Strengths and limitations
This study offers several key strengths compared to prior research in this area. Firstly, this prospective longitudinal study encompassed both MDD patients and HCs, and collected psychological assessment, EEG and ERP data at baseline and week 1 post-treatment, enabling continuous observation of dynamic alternations in brain network and depressive symptoms, as well as evolving associations between brain networks alterations and symptoms progression. Secondly, by examining changes in brain activity states and FC before and after treatment, this study reduces the impact of individual variances and the inherent diversity of MDD symptomatology. Thirdly, the concurrent examination of DLPFC activity and DLPFC seed-based FC provided further insights into the pathophysiological mechanisms of MDD. Fourthly, unlike previous research predominantly relying on MRI, this study utilized EEG, offering several advantages, including higher temporal resolution, lower cost, greater portability, and insensitivity to motion artifacts. Additionally, the source seed-based FC analysis of the EEG data enhanced interpretability compared to direct calculations between scalp channels, facilitating a more comprehensive understanding of brain areas interactions. Lastly, and importantly, this study revealed that the EEG changes observed soon after initiating antidepressant medication reflect state-dependent modifications in brain function and connectivity. By investigating early treatment response and long-term remission, this study provides crucial insights that have the potential to optimize treatment selection and outcomes for MDD patients, thereby reducing morbidity and economic burden by facilitating timely transitions to more effective interventions when initial antidepressants are predicted to have limited benefit.
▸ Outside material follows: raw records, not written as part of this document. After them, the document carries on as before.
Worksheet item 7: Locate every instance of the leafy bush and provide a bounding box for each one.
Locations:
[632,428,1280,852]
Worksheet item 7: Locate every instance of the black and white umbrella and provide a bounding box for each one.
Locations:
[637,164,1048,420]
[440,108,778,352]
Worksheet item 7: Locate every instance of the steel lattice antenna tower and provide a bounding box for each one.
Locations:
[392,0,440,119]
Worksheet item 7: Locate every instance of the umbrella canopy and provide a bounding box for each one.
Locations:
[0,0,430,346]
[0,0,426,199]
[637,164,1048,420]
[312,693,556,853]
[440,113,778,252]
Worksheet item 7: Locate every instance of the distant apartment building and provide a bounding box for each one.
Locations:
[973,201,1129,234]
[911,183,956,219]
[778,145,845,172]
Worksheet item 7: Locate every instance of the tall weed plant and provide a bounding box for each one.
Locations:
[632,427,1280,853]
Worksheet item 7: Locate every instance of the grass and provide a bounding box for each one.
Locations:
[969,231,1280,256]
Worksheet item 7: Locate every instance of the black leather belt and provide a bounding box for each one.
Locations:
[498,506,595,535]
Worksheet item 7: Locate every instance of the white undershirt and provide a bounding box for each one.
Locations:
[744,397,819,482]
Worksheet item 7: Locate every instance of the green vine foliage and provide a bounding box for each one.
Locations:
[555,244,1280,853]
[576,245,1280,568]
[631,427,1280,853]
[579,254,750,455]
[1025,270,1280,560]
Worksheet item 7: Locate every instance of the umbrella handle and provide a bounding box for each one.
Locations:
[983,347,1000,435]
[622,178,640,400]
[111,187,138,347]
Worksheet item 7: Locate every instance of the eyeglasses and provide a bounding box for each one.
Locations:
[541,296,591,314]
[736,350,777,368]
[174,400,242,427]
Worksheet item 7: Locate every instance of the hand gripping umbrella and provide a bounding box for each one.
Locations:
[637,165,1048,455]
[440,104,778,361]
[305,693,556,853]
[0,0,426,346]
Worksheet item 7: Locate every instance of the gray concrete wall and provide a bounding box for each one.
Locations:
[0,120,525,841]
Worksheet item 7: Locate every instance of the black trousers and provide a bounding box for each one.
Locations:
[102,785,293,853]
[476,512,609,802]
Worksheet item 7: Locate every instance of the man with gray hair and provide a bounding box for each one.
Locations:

However, future research should address several limitations. Firstly, the single-center recruitment and relatively small sample size necessitate further validation. Secondly, limited analyzable EEG and ERP data at week 12 due to participant refusal and poor quality highlight the need for more comprehensive treatment assessment over time. The long-term effectiveness of antidepressants warrants further investigation, including 6- and 12-month follow-ups. Moreover, the exclusive use of SNRI medications limits generalizability. Additionally, while EEG offers high temporal resolution, cost-effectiveness, and portability compared to MRI, its spatial resolution remains limited. Finally, individual differences in symptoms and treatment response should be carefully considered and controlled for in future research.